We have no idea how fast OP or her husband walk but if the kids are choosing to walk with him rather than her, that might be an indicator.

This thread mainly amused me because within a few posts the husband has been labelled and diagnosed for something that I do. I’m definitely not controlling, selfish, narcissistic etc (in fact probably on the other end of the scale) but according to MN, because I walk faster than DH I must be.

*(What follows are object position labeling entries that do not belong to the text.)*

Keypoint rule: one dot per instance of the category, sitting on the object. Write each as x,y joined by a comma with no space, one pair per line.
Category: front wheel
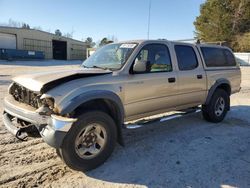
216,110
90,141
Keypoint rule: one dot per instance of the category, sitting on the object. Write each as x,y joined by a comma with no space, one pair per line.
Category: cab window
186,57
157,58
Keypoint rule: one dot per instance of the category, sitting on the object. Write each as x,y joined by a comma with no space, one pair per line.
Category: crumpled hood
42,82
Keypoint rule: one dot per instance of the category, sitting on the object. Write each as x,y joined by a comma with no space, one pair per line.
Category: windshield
111,56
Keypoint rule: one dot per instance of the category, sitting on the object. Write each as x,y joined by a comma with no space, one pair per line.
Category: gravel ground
184,152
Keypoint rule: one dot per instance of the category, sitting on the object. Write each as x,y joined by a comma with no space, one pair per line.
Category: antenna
149,15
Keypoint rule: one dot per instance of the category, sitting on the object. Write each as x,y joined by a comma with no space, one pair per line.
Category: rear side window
217,57
186,57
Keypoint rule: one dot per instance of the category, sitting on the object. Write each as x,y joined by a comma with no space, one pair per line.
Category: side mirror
140,66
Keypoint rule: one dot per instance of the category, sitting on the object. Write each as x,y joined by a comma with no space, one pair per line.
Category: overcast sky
125,19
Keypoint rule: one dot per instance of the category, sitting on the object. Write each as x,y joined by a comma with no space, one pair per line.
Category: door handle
171,80
199,76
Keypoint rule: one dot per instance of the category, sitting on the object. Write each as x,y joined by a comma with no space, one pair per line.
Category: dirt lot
185,152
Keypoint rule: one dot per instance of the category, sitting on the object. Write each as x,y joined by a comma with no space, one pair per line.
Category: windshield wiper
104,68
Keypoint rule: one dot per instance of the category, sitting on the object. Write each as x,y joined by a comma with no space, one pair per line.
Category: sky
123,19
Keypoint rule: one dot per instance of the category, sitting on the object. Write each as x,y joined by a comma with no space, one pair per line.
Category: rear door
154,89
192,86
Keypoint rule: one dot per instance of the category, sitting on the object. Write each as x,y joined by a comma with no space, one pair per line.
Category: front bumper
52,128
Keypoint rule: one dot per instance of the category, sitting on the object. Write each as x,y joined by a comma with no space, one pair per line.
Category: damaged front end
28,113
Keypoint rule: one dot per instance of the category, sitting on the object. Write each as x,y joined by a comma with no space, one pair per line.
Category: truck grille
24,95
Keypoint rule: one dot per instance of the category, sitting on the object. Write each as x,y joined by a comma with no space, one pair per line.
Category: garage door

Dixiechickonhols · 07/08/2023 10:23

Overlooked and disregarded sums it up.
You asked him to wait and he didn’t. He knows you wanted to experience it together.
It’s not about the walking speed but the doing something that knowingly upsets your wife and not caring.
It sounds like a small thing but when you unpick it’s saying I don’t care about you.
When couples with long marriages are asked it’s often the little things that matter - he makes me a cup of tea in bed etc. little things that show care.
If you do stay then I’d be clear you aren’t tolerating it. You hold on to the tickets. Stop and walk off not follow etc.

ShiteRider · 07/08/2023 10:23

Greenberg2 · 07/08/2023 10:22

Yeah cos the supermarket is just like an amazing landmark. 🙄

What are you talking about?!

I’m having a slightly off topic conversation with someone else about the challenges of moving at different speeds. Neither of us mentioned landmarks 😂😂

Its as though you’re looking for an argument with someone.

Jujubes5 · 07/08/2023 10:24

Let's face it if he is walking sooooo fast the OP cannot keep up he is walking too fast - most of my family walk fast, DH doesn't but on holiday you walk on ahead then loiter while the slower one catches up.
May as well go on holiday alone if you never walk together.